Nun wäre das Panier im Grunde fertig, aber wenn Du es anziehst, wirst Du feststellen, daß die Form mehr oder minder zum Kreis hinstrebt, vor allem unten. Die ovale Form erreicht man durch Haltebänder im Inneren. Je nach Länge und Lage der Bänder wird die Panierform anders. Längere und/oder weiter außen angebrachte Bänder ergeben eine gerundete, kürzere und/oder weiter innen angebrachte eine eher flache Form. Schräg angebrachte Bänder, die hinten weiter auseinander und vorn weiter zusammen sind, bewirken einen nierenförmigen Querschnitt.

Die Skizze zeigt den Querschnitt mit jeweils verschieden angebrachten Bändern.

Schneide 15-20 cm breite Bänder von 40-50 cm Länge und stecke sie in unterschiedlicher Länge und Lage senkrecht zwischen dem 3. und 4. Reifen fest, bis Du mit der Form des Paniers zufrieden bist. Bedenke dabei, daß die Bänder weit genug auseinander sein müssen, daß sie den Beinen nicht in die Quere kommen. Nähe die Streifen schließlich (wiederum senkrecht) am Basisstoff fest. Die Bänder sind deswegen so breit, weil je nach Stärke der Reifen ziemlich viel Zug daran anliegen kann. Die Verteilung der Belastung über eine größere Breite sorgt dafür, daß der Stoff nicht ausreißt.

 

Was danach kommt

Trüge man den Kleidrock direkt über dem Panier, würden sich die Reifen deutlich außen abzeichnen. Dieser Effekt ist durchaus nicht erwünscht. Über das Panier gehört also ein Unterrock, der in Schnitt und Methode der Jupe entspricht. Vor allem bei großen Paniers reicht nicht jeder Unterrock, um die Reifen zu verbergen: Die Zwischenlage, die der Unterrock bildet, muß eine gewisse Dicke haben. Das läßt sich einerseits durch dicke Stoffe erreichen (z.B. Molton und Wollflausch), die aber meist recht schwer sind, oder aber durch dünne, leichte, aber etwas steife Stoffe, die so stark gefältelt werden, daß sich die Dicke durch die Falten ergibt. Denkbar hierfür wären z.B. Seidenorganza, Taft oder kräftig gestärkte Pongée. An dieser Stelle experimentiere ich noch.

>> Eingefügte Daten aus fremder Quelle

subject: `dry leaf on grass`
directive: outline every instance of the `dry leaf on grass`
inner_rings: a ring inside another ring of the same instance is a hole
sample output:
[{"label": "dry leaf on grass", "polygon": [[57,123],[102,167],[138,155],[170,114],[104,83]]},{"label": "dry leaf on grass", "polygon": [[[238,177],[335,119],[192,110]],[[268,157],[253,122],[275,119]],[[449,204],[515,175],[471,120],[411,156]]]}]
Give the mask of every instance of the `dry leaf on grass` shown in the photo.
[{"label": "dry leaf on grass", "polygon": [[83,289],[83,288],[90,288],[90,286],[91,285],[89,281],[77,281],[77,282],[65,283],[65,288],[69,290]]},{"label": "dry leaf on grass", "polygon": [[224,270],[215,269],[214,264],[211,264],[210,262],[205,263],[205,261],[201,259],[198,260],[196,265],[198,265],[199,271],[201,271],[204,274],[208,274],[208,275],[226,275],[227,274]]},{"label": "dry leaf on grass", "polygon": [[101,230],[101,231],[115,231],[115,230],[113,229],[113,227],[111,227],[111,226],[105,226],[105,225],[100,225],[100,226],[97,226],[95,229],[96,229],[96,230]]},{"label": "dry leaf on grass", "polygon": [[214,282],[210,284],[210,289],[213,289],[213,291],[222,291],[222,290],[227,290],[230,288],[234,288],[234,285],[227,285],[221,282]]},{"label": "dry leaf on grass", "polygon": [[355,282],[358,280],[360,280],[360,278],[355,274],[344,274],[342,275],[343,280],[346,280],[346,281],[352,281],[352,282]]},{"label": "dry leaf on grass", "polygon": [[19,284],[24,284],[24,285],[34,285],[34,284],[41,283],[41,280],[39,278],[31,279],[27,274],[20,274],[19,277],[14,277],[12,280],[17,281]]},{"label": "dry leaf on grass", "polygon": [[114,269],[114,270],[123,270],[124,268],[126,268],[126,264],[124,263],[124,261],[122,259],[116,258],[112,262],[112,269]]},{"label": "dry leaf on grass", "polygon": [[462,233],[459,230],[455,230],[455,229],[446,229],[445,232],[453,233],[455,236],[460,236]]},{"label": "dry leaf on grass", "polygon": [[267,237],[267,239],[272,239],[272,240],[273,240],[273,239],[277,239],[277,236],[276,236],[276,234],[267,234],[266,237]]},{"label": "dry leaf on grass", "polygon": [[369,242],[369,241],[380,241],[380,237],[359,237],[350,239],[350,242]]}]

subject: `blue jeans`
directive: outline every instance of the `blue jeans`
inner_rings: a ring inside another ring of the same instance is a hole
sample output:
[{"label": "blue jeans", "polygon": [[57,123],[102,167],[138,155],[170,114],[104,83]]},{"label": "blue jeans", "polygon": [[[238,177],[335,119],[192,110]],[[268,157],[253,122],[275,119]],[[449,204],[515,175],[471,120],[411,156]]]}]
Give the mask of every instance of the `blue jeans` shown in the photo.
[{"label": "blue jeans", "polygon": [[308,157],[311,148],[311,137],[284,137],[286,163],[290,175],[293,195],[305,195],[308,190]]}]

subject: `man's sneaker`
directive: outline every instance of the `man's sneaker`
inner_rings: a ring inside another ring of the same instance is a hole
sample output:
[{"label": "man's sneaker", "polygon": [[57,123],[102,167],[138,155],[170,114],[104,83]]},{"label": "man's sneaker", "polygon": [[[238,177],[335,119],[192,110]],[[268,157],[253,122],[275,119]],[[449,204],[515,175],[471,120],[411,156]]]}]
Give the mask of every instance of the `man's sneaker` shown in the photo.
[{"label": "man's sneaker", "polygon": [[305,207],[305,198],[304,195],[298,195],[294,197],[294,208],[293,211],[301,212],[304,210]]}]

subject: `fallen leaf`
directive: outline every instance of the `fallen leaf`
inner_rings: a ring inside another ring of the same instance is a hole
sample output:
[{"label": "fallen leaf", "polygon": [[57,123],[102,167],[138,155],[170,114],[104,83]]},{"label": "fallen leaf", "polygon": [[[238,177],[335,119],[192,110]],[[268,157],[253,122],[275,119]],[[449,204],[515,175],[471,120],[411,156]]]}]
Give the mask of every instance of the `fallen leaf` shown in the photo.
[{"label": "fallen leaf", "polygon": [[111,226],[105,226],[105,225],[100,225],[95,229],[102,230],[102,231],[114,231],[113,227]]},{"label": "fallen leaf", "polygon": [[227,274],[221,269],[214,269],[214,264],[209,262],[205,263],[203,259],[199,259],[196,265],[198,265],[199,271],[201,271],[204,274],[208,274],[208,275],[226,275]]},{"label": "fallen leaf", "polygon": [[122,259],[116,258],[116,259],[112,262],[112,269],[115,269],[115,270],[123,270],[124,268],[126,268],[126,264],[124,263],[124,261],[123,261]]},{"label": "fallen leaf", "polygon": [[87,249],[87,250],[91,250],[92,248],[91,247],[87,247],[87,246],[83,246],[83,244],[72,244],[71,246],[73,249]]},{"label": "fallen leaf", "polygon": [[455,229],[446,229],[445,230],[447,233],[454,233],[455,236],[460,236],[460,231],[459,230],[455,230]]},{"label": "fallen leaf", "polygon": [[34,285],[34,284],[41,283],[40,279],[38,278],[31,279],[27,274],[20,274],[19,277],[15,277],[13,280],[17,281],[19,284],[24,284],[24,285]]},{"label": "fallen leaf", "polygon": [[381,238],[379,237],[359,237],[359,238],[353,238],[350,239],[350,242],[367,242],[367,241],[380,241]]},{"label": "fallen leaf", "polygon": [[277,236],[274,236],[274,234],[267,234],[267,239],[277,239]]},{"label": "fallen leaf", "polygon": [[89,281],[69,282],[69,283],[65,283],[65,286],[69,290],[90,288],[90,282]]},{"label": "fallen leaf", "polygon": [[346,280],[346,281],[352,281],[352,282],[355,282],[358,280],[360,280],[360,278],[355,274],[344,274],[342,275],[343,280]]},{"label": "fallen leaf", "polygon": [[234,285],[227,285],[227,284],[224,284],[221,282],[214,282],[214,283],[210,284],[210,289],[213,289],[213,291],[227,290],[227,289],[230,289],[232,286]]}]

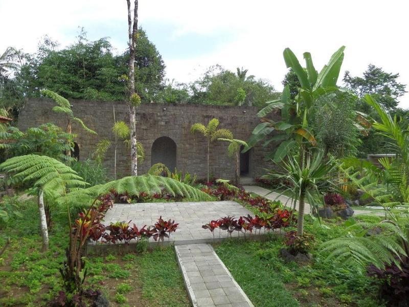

Viele fragen sich, wie man so ein großes Panier lagern soll. Wenn Du Deines fertig hast, ist Dir sicher schon aufgefallen, daß es, wenn man es fallenläßt, flach auf dem Boden liegt wie eine Pfütze. Das ist bereits Stufe eins der platzsparenden Lagerung. Nun muß man es nur noch um die Mitte fassen und ein Ende des Taillenbandes darum schlingen, so daß die Reifen schmal zusammengebunden sind. So kann man das Panier z.B. auf den Schrank oder Schrankboden legen. Meist ergibt es sich, daß die Schmalstelle näher an einem Ende des Paniers ist. Dieses Ende kann man über einen Kleiderbügel hängen oder ein Band darumbinden, das man an der Kleiderstange befestigt.

 

*) Eine schöne Übersicht über verschiedene Pokissen-Rekonstruktionen und welche Formen sie ergeben, gibt es bei Démodé.